Priya from Khichripur in East Delhi said that roughly around 70 per cent of children were students of government schools while the rest went to private schools. The problems faced by the people include charging of full fee by schools and, importantly, the switch to technology-based education. 
“Private schools are charging full fee. People do not have jobs or adequate funds to pay,” she said. At the same time, they do not have gadgets such as smartphones or tablets and computers. “They are not able to support their children technically,” she added. This is echoed by Kaushalya from Mata ka Kund, Jodhpur. “There is next to no education. Families are too poor to afford gadget-based education,” she said. Community members from cities including Delhi and Jaipur added that many of the children’s parents were illiterate and that limited their understanding of technology. Parents of other school-going children in Delhi, Jaipur, Jodhpur and Ajmer responded similarly, citing lack of gadget ownership and internet connection to be a major reason, along with technical incapability of parents, to be the key reasons why online education was not working effectively. Many families reported having only one available smartphone, mostly owned by the children’s father, who had to be away from home all day. “The classes are held online, and in real time, so if the phone is not available in the morning, the child cannot study or even catch up in the evening when the father returns,” said Chanda from Ajmer.
In Delhi, schools have been trying to get parents to learn about technology so as to support their children, but that does not work for many families as parents are finding it difficult to pick up new skills. “We have very basic skills in using gadgets,” said Priya. The other difficulty is getting children to concentrate when they have a gadget in hand. Vijay Kanwar from Transport Nagar, Jaipur, says that children were easily distracted if they had a smartphone, and chose to play games or use applications instead of paying attention to the teacher. “Online classes do not work as well as on-site classes. It is impossible to monitor children all the time,” she said.
Another problem is getting assignment sheets printed. “School require homework and assignments to be done on paper, and they send electronic versions of documents which parents are required to print. In many cases, these sheets are then delivered to school after completion by students. Children from poorer families, living in slums and poor localities, do not have easy access to printing and internet facilities. The cost of printing is a deterrent too,” she said.


‘Small businesses have collapsed’ 
New Delhi, Jaipur, Jodhpur, Ajmer: Traffic congestion in cities may have returned, but not jobs – not the jobs of domestic workers, drivers, casual workers, construction workers and all those whose terms of employment are precarious. Even when some jobs are available, the terms have changed. CFAR has been monitoring the situation on the ground and supporting families who are still in the shadow of the pandemic’s impact. A number of people CFAR has been working across the cities North India reported living on very low income or borrowed money.

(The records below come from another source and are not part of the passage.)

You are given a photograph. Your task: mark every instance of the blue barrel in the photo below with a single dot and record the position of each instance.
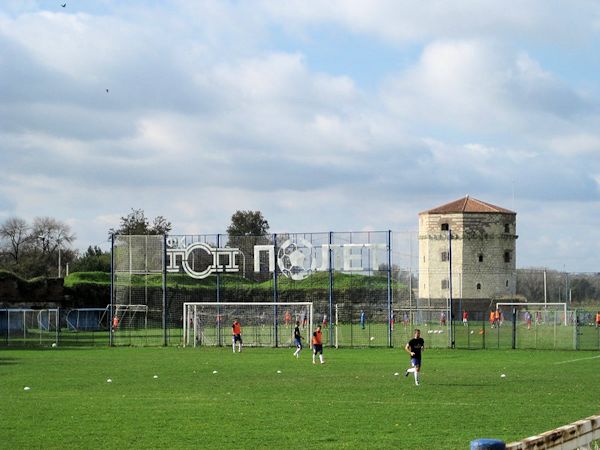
(487, 444)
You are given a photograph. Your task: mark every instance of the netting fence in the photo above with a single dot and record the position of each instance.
(363, 287)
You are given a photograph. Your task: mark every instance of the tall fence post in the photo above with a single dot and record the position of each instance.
(330, 257)
(389, 291)
(112, 289)
(164, 293)
(514, 330)
(275, 297)
(218, 299)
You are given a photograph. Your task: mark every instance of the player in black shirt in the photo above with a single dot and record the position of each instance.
(297, 340)
(415, 347)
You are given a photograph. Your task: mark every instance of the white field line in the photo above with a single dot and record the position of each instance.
(578, 359)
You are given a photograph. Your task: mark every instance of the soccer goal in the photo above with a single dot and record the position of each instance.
(263, 324)
(23, 326)
(130, 317)
(87, 319)
(535, 314)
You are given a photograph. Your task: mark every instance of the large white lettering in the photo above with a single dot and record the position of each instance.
(295, 259)
(222, 259)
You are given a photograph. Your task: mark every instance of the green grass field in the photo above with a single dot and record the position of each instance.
(352, 401)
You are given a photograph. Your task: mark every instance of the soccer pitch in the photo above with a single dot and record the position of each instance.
(266, 398)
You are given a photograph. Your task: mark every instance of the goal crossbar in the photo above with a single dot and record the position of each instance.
(540, 305)
(216, 313)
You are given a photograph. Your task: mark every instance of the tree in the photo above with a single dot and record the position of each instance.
(15, 233)
(136, 223)
(247, 223)
(48, 238)
(94, 260)
(247, 229)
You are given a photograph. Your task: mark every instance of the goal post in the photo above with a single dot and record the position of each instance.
(540, 311)
(264, 324)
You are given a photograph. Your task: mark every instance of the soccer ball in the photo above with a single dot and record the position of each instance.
(295, 260)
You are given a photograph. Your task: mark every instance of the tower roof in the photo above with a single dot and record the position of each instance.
(468, 205)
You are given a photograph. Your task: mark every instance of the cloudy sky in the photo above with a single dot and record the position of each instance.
(327, 116)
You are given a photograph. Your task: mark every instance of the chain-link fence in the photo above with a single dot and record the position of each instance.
(363, 287)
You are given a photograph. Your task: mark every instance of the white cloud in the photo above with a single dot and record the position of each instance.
(214, 107)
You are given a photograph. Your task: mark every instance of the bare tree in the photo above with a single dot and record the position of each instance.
(50, 234)
(136, 223)
(15, 234)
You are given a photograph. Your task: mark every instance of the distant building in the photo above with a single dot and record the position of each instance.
(482, 251)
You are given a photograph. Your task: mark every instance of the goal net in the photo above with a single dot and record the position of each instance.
(537, 314)
(87, 319)
(263, 324)
(22, 326)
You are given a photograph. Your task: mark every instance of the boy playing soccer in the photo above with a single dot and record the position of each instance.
(297, 340)
(318, 345)
(415, 347)
(236, 330)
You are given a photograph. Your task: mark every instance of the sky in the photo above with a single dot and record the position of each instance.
(343, 115)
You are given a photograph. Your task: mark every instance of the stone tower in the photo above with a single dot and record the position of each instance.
(481, 254)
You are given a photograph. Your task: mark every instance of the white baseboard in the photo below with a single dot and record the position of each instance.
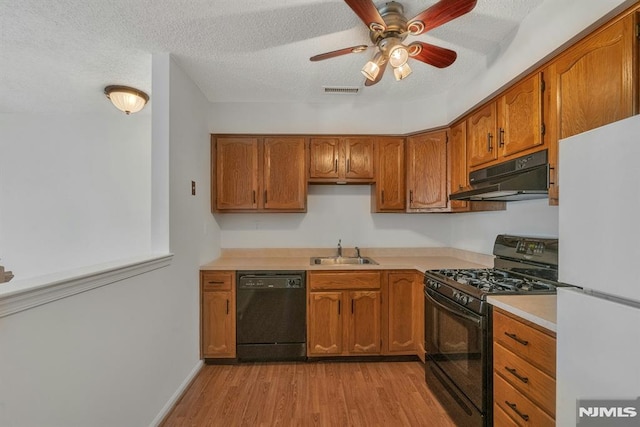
(177, 395)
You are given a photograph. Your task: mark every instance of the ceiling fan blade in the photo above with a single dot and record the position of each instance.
(368, 82)
(433, 55)
(368, 13)
(438, 14)
(345, 51)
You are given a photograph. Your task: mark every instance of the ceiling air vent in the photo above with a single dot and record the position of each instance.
(346, 90)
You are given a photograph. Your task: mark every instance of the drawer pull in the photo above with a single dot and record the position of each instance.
(515, 373)
(514, 408)
(516, 338)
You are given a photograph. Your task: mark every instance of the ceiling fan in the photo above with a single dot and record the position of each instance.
(388, 28)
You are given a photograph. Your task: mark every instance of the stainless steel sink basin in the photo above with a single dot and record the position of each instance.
(332, 260)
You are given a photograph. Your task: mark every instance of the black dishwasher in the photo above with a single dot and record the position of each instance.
(271, 315)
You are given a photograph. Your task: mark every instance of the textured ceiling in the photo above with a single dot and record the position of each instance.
(59, 55)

Vijay, one of CFAR’s community management committee members in Jaipur’s Amagarh Colony, Transport Nagar, says while some of the professions have partly resumed, some jobs such as those of a barber or a halwai (sweets-maker) have no demand at all. “The barbers and halwais in our area and all other area are at home, without work. They are not required anymore because the city’s way of life has been interrupted – the halwais were always serving puris and mithai (sweets), while there would always be customers at barbers’ shops. But now the fear of COVID-19 has made everyone afraid of eating out or visiting a barber,” she said.
Jashoda from Delhi’s Kalyanpuri says that availability of work has been hit in a big way, and men as well as women are at home. She says the women residents of her area worked mostly as domestic workers, who are no longer in demand. “People are not calling them in to work. Some are calling them two or three times in a week, and while piled up work waits for them, they are not being paid in full,” she said.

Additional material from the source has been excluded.